All You Need for a Snowman
By Alice Schertle
Illus. by Barbara Lavallee
Silver Whistle, Harcourt, Inc. copyright 2007
Illus.—wc and gouache on wc paper
32 pp + plain gray endpapers
Clever rhyming text, good meter, good rhymes. Repeated phrasing, “and that’s all you need for a snowman, except….” I think the story follows the rule of three, but I’m not sure.
This is the 3d snow/winter book I’ve read from Harcourt.
Written and illus. by Judy Schachner
Dutton Children’s Bks, New York, copyright 2003
Lengthy text—good read-aloud qualities include song to clap to, wordplay, and Spanish words. Also invites using Spanish accent to read certain parts of the story. Humorous characters, a cat who thinks he’s something else, and his long-suffering mother.
Winter: An Alphabet Acrostic
By Steven Schnur
Illust. By Leslie Evans
Clarion Books, (Hourghton Mifflin),New York, copyright 2002
Illus. hand colored linoleum block prints
Interesting concept: the Theme is Winter. The poems are acrostics of words in alphabetical order, each illuminating the season and overall, creating a story arc or moving through the season. The poems themselves are quite beautiful. Here are a few of the first words which create the acrostic poems: Awake; Bake; Cold; Deer; Ears; Flurry.
Here are two of my favorite poems:
Light they drift
Rise like smoke before coming to
Rest in the
Midnight falls, and
Over rooftops and bare
Oak trees a
Narrow crescent rises.
The Moon Came Down On Milk Street
Written and illus. by Jean Gralley
Henry Holt & Co., New York, copyright 2004
32 pp + plain blue end papers
gouache and mixed media on Arches paper
Minimal rhyming text and many pages of pictures only, based on a quote from Mr. Rogers’ mother, “Look for the helpers,” (at the scene of an accident.) about 86 words. Despite the very important lesson contained in this book, it does not feel didactic. It is immensely reassuring. I think it was written at least in part in response to 9-11.
The pictures look like my sister’s Kindergarten class at play—building, helping, constructing, cooperating.
A good book for troubled times.
Cesar: Si, Se puede! Yes, We Can!
Text by Carmen T. Bernier-Grand
Illustrated by David Diaz
Marshall Cavendish, New York, copyright 2004
48 pp not counting plain purple (grape-colored) endpapers
Illustrations were rendered in Photoshop
Text—Goudy; book design by Patrice Sheridan
A detailed biography of Cesar Chavez, told in free verse poems, one to a spread, with Spanish language intermixed into the basically English text.
By using free verse the author was able to reduce the number of words, relying on phrases and descriptive passages and direct quotes. There is a wealth of back matter, including Notes referencing all quotes, a glossary of Spanish terms and phrases, a biographical synopsis, a chronology, and a list of sources including web sources, publications, and interviews. And finally the last page contains a series of extended quotes from Cesar Chavez.

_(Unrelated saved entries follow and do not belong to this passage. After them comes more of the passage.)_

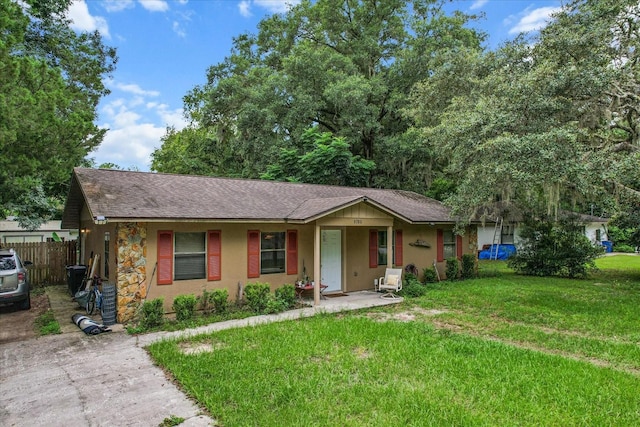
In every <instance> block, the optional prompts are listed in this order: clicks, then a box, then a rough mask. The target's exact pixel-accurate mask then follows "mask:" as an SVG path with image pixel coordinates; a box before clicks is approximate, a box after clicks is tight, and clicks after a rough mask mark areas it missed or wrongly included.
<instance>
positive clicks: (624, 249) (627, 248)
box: [613, 244, 636, 253]
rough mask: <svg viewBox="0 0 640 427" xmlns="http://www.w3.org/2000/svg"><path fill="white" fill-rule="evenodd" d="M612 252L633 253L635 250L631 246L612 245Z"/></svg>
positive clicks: (624, 244) (628, 245)
mask: <svg viewBox="0 0 640 427" xmlns="http://www.w3.org/2000/svg"><path fill="white" fill-rule="evenodd" d="M613 251H614V252H624V253H633V252H635V251H636V250H635V249H634V248H633V246H630V245H625V244H619V245H613Z"/></svg>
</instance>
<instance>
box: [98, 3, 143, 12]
mask: <svg viewBox="0 0 640 427" xmlns="http://www.w3.org/2000/svg"><path fill="white" fill-rule="evenodd" d="M103 5H104V8H105V10H106V11H107V12H120V11H121V10H125V9H131V8H132V7H134V6H135V4H134V2H133V0H105V1H104V3H103Z"/></svg>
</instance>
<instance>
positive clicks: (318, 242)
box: [313, 223, 321, 305]
mask: <svg viewBox="0 0 640 427" xmlns="http://www.w3.org/2000/svg"><path fill="white" fill-rule="evenodd" d="M313 277H314V279H313V280H314V282H315V286H314V287H313V304H314V305H320V282H321V274H320V226H319V225H318V224H317V223H316V232H315V235H314V238H313Z"/></svg>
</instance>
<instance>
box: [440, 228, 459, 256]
mask: <svg viewBox="0 0 640 427" xmlns="http://www.w3.org/2000/svg"><path fill="white" fill-rule="evenodd" d="M442 244H443V248H444V251H443V255H444V259H447V258H453V257H455V256H456V236H455V235H454V234H453V231H451V230H443V232H442Z"/></svg>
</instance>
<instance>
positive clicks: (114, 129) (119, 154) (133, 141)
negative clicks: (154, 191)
mask: <svg viewBox="0 0 640 427" xmlns="http://www.w3.org/2000/svg"><path fill="white" fill-rule="evenodd" d="M106 127H109V126H106ZM164 134H165V128H164V127H159V126H156V125H154V124H152V123H140V124H134V125H131V126H127V127H123V128H111V129H109V130H108V131H107V134H106V135H105V137H104V140H103V141H102V144H100V147H99V148H98V149H97V150H96V151H94V152H92V153H91V154H90V155H89V157H95V159H96V163H97V164H98V165H100V164H102V163H114V164H116V165H118V166H120V167H123V168H129V167H136V168H138V169H140V170H149V167H150V165H151V153H152V152H153V150H154V149H155V148H156V147H159V146H160V139H161V138H162V136H163V135H164Z"/></svg>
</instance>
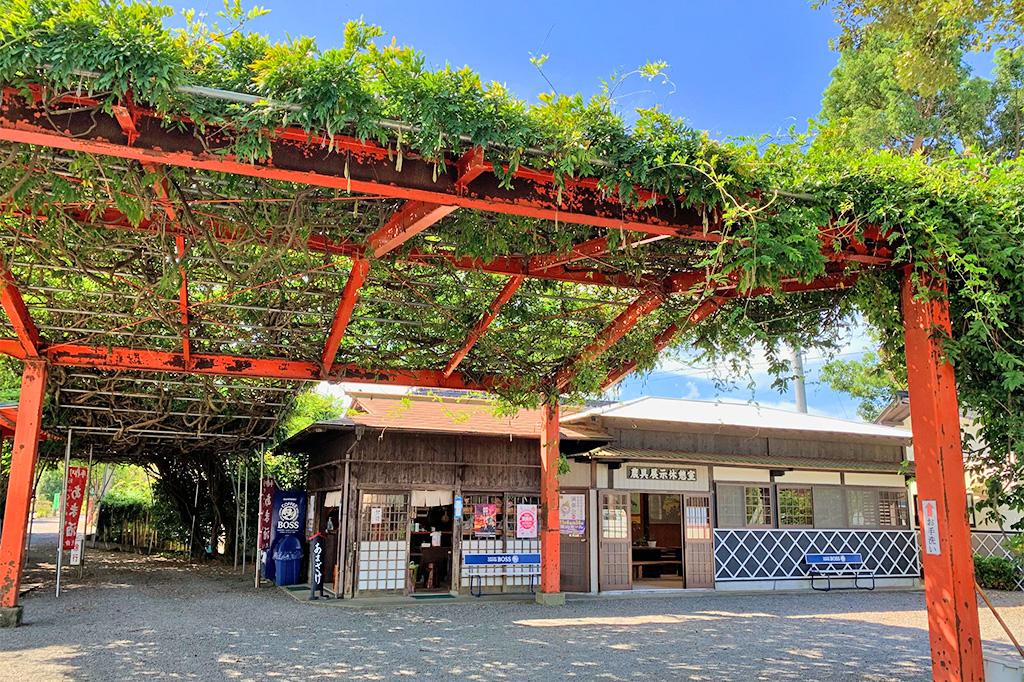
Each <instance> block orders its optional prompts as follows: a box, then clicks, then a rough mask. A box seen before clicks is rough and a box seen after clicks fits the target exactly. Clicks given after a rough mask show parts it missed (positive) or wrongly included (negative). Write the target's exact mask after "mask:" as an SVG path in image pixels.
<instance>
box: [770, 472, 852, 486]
mask: <svg viewBox="0 0 1024 682" xmlns="http://www.w3.org/2000/svg"><path fill="white" fill-rule="evenodd" d="M775 481H776V482H779V483H815V484H818V485H839V484H840V482H841V475H840V473H839V472H838V471H786V472H785V473H784V474H782V475H781V476H777V477H776V478H775Z"/></svg>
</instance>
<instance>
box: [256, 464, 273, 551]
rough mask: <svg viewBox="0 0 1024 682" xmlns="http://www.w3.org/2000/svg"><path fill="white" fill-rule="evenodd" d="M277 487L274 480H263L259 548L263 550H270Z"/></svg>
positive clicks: (267, 476) (260, 513)
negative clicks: (275, 492)
mask: <svg viewBox="0 0 1024 682" xmlns="http://www.w3.org/2000/svg"><path fill="white" fill-rule="evenodd" d="M275 487H276V485H275V484H274V482H273V478H270V477H269V476H267V477H266V478H264V479H263V484H262V485H261V486H260V492H259V518H260V524H259V548H260V549H261V550H265V549H269V548H270V520H271V517H272V516H273V489H274V488H275Z"/></svg>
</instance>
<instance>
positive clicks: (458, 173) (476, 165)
mask: <svg viewBox="0 0 1024 682" xmlns="http://www.w3.org/2000/svg"><path fill="white" fill-rule="evenodd" d="M486 170H487V164H486V163H484V161H483V147H480V146H474V147H473V148H471V150H469V151H468V152H466V154H464V155H462V157H461V158H460V159H459V163H458V164H456V171H457V173H458V179H457V180H456V182H455V184H456V188H457V189H458V191H459V194H465V191H466V189H467V188H468V187H469V183H470V182H472V181H473V180H475V179H476V178H478V177H479V176H480V175H482V174H483V173H484V172H485V171H486Z"/></svg>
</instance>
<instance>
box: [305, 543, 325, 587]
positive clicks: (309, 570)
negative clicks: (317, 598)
mask: <svg viewBox="0 0 1024 682" xmlns="http://www.w3.org/2000/svg"><path fill="white" fill-rule="evenodd" d="M317 592H318V593H319V595H318V596H319V597H323V596H324V536H322V535H321V534H318V532H317V534H316V535H315V536H313V537H312V538H310V539H309V598H310V599H317V598H318V596H317V594H316V593H317Z"/></svg>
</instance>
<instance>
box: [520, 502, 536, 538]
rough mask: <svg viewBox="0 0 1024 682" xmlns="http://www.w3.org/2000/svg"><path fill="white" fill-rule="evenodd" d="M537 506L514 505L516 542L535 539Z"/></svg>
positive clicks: (535, 535) (533, 505) (526, 505)
mask: <svg viewBox="0 0 1024 682" xmlns="http://www.w3.org/2000/svg"><path fill="white" fill-rule="evenodd" d="M537 523H538V518H537V505H522V504H520V505H516V508H515V537H516V538H517V539H518V540H530V539H532V538H537Z"/></svg>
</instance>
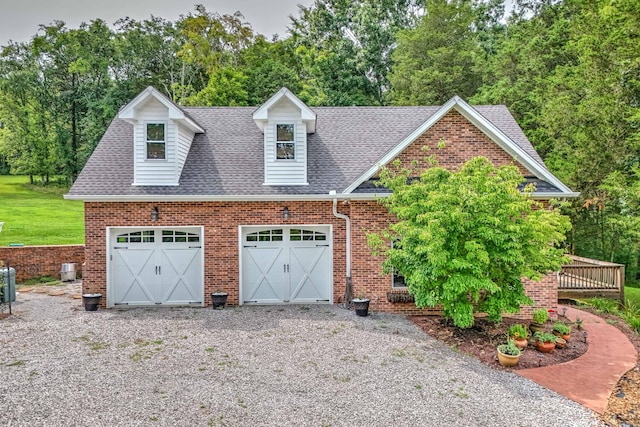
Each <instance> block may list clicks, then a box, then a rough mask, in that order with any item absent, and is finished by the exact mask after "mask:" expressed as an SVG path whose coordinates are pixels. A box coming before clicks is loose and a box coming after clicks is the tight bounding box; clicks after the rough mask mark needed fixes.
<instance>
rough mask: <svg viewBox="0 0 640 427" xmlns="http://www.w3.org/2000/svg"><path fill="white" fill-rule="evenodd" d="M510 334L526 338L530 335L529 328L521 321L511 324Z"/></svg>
mask: <svg viewBox="0 0 640 427" xmlns="http://www.w3.org/2000/svg"><path fill="white" fill-rule="evenodd" d="M509 336H510V337H513V338H518V339H526V338H527V337H528V336H529V330H528V329H527V327H526V326H525V325H523V324H521V323H517V324H515V325H511V326H509Z"/></svg>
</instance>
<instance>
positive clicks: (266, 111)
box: [253, 87, 316, 133]
mask: <svg viewBox="0 0 640 427" xmlns="http://www.w3.org/2000/svg"><path fill="white" fill-rule="evenodd" d="M282 98H287V99H288V100H289V101H291V103H292V104H293V105H295V106H296V107H297V108H299V109H300V117H301V118H302V121H303V122H304V123H305V125H306V126H307V133H315V131H316V113H315V112H314V111H313V110H312V109H311V108H309V107H307V104H305V103H304V102H302V101H301V100H300V98H298V97H297V96H295V95H294V94H293V92H291V91H290V90H289V89H287V88H286V87H283V88H282V89H280V90H279V91H278V92H276V93H275V94H274V95H273V96H272V97H271V98H269V99H268V100H267V101H266V102H265V103H264V104H262V105H261V106H260V107H259V108H258V109H257V110H256V111H254V112H253V120H254V121H255V122H256V125H257V126H258V128H260V131H261V132H264V126H265V124H266V123H267V120H268V119H269V117H268V116H269V109H270V108H271V107H273V106H274V105H275V104H276V103H277V102H278V101H280V100H281V99H282Z"/></svg>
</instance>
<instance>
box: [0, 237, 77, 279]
mask: <svg viewBox="0 0 640 427" xmlns="http://www.w3.org/2000/svg"><path fill="white" fill-rule="evenodd" d="M0 261H2V262H4V264H5V265H9V266H10V267H11V268H15V270H16V282H17V283H20V282H23V281H25V280H27V279H34V278H38V277H42V276H51V277H57V278H58V279H59V278H60V268H61V267H62V264H65V263H75V264H76V272H77V275H78V277H79V276H81V275H82V263H84V245H51V246H16V247H13V246H12V247H3V248H0Z"/></svg>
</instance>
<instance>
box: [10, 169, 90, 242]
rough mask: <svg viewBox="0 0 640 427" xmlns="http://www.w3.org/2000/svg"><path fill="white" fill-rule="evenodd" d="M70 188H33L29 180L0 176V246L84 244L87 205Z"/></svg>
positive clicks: (36, 187)
mask: <svg viewBox="0 0 640 427" xmlns="http://www.w3.org/2000/svg"><path fill="white" fill-rule="evenodd" d="M67 191H68V189H67V188H64V187H59V186H54V185H52V186H47V187H43V186H40V185H30V184H29V177H28V176H11V175H0V221H1V222H4V227H3V228H2V232H0V246H7V245H9V244H12V243H21V244H24V245H63V244H82V243H84V205H83V203H82V201H79V200H65V199H63V197H62V195H63V194H65V193H66V192H67Z"/></svg>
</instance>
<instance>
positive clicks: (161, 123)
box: [147, 123, 166, 159]
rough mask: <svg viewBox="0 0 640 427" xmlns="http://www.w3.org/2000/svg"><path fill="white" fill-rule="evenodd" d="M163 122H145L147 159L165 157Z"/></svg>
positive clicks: (165, 142)
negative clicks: (146, 141)
mask: <svg viewBox="0 0 640 427" xmlns="http://www.w3.org/2000/svg"><path fill="white" fill-rule="evenodd" d="M165 148H166V139H165V126H164V123H147V159H165Z"/></svg>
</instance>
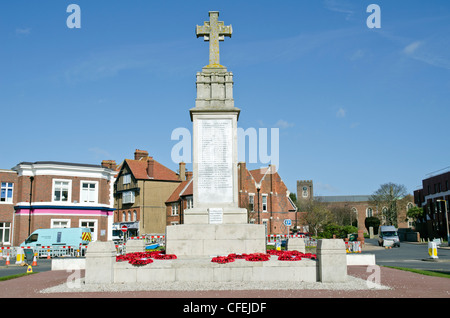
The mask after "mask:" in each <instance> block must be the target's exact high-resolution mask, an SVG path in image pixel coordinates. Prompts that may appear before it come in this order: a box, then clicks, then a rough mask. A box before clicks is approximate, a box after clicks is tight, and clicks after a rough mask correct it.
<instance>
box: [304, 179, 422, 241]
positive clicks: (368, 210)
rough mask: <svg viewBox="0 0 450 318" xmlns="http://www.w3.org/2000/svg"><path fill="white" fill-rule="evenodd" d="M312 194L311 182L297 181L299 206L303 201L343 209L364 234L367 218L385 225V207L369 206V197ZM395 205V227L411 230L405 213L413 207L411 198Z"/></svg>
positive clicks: (305, 180)
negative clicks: (396, 218)
mask: <svg viewBox="0 0 450 318" xmlns="http://www.w3.org/2000/svg"><path fill="white" fill-rule="evenodd" d="M313 193H314V192H313V181H312V180H299V181H297V201H298V202H299V203H300V205H301V203H302V201H305V200H317V201H319V202H323V203H325V204H327V205H328V206H329V208H330V209H332V208H333V207H337V208H345V209H347V210H348V211H349V212H350V223H351V224H352V225H354V226H356V227H358V230H362V231H364V232H365V233H367V232H368V230H367V229H366V227H365V220H366V218H368V217H372V216H374V217H377V218H379V219H380V224H381V225H384V224H386V220H385V219H384V216H383V210H384V209H386V207H375V206H373V205H371V203H370V197H371V195H340V196H313ZM397 203H398V212H397V227H398V228H411V227H412V222H411V220H407V217H406V212H407V210H408V209H409V208H411V207H412V206H413V196H412V195H407V196H405V197H404V198H401V199H399V200H398V201H397ZM355 221H356V222H355ZM355 224H356V225H355ZM348 225H350V224H348Z"/></svg>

The poems convey the emotional impact of the facts of Cesar’s life and times, emphasizing his childhood and family, although the story of the grape/lettuce boycott is told as is his death. The back matter gives a fuller picture of his life and the political context for his work.
The illustrations are rendered in Photoshop. They look like folk art created with stencils, in soft pastel colors that suggest the colors of the vineyards and farm fields where Cesar labored.
The text is filled with Spanish phrases and words, most of which can be understood in context, some of which are translated in context, and all of which are contained in the glossary at the back of the book.
This is a powerful non-fiction biography, filled with direct quotes from the subject.